In other words, they are not and should not, he said, be expected to be experts in genomics.

As they educated their docs ("make it fun and relevant," they said) the cancer center also further built out its organizational framework for this new genomic paradigm, creating a molecular advisory board, performing molecular workflow assessments, brainstorming and creating new IT applications.

It's an all-hands on deck process. For example, even something as seemingly simple as getting a sample tested is actually very complex, said Buhay.

"Once you figure out the tests you want and don't want, then you have to figure out will it even work? Can we get the sample out the door?" she explained. "We get the billing people involved, we get the IT, how do we build the order? All of these people have to get together and you have to figure out what are the hangups to getting this out the door."

That IT process is important and requires open, creative and strategic thinking, said Buhay.

"It's really an entrepreneur mindset and an innovation mindset where you translate your workflow into a solution," she said. "What happens typically is you get an IT solution and then you have to figure out a workflow to go along with whatever was installed."

For year three of the project, Gibbs Cancer and Research Institute is focused on further designing, rolling out and augmenting the IT tools it's developed and integrating the findings from its tightly developed molecular workflow (it's complicated, but more detail can be found in their slide presentation here) into the cancer center's tissue tumor boards.

There have been challenges, said Bien-Willner, including the fact that electronic health records don't just come in many varieties, but many subspecies within them, making it complex to manage data and workflows. Interoperability specs such as FHIR, he said, will help improve issues like those.

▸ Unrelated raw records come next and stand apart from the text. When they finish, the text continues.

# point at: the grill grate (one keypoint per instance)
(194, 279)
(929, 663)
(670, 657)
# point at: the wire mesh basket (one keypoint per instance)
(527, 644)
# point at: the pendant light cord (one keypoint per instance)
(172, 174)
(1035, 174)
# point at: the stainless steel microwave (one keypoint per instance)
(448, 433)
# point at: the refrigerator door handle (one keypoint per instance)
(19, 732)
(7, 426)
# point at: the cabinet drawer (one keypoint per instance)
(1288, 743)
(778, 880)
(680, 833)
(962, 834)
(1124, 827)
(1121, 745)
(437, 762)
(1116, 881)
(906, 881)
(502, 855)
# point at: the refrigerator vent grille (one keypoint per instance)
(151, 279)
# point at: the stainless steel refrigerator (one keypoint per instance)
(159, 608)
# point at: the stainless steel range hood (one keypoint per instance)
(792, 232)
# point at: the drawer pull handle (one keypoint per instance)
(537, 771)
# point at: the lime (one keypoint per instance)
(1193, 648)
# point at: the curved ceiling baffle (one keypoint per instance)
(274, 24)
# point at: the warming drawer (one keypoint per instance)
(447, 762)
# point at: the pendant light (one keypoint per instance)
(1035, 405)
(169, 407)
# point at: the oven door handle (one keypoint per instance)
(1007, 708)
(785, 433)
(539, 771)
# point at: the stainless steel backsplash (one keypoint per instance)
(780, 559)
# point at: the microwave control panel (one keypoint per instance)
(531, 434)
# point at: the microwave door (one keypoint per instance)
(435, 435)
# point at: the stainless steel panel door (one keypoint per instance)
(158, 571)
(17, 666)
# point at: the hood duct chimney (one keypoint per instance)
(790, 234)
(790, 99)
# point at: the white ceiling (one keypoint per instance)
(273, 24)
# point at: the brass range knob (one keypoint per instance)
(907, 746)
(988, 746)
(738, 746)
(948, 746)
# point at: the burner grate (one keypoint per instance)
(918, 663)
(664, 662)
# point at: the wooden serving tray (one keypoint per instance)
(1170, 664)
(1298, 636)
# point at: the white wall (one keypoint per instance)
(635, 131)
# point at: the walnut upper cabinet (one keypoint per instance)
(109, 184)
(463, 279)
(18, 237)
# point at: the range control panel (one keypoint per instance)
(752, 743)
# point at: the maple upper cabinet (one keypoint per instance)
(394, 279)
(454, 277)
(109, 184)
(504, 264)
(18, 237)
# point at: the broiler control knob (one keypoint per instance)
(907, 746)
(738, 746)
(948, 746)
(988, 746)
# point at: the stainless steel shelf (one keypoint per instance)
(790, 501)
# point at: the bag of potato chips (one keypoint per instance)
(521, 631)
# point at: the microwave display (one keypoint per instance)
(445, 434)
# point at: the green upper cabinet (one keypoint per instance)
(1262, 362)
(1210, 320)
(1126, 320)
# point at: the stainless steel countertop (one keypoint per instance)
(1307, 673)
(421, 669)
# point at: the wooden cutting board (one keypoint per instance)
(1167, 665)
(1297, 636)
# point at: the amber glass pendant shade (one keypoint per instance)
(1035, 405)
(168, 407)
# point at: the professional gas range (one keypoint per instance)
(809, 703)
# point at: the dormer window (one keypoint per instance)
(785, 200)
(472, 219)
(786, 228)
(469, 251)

But the successes so far have been such that, moving forward, the center plans to extend its precision medicine expertise beyond oncology and toward cardiology, pre-natal, pharmacogenomics and more.

For others looking to attempt a similar project, Bien-Willner has some advice.

"Really work on an audit process, if you're going to get into precision medicine, to understand what you're good at and what you're not good at," he said. "Advance technology will help a great deal to improve your processes."

Moreover, "education is very important to physicians and staff alike, but it's important to understand that you need real experts in this space," he added. If you want to have a precision medicine program run by people who are just kind of interested in it, it's not going to be very successful. You want people who really understand this field for it to work."

Lastly, Bien-Willner said, "one major lesson, and learn from our mistake, is that you need administrative buy-in. We were successful in many aspect of this project but we didn't get admin support at the beginning because we were relying on these grant funds."

That money was "supposed to be a bridge to a more sustainable program," he explained, and as it runs out, "we have not yet gotten a commitment from the executive administration." Discussions continue, but there's no guarantee the project – as promising as it has been – will be able to continue as it has.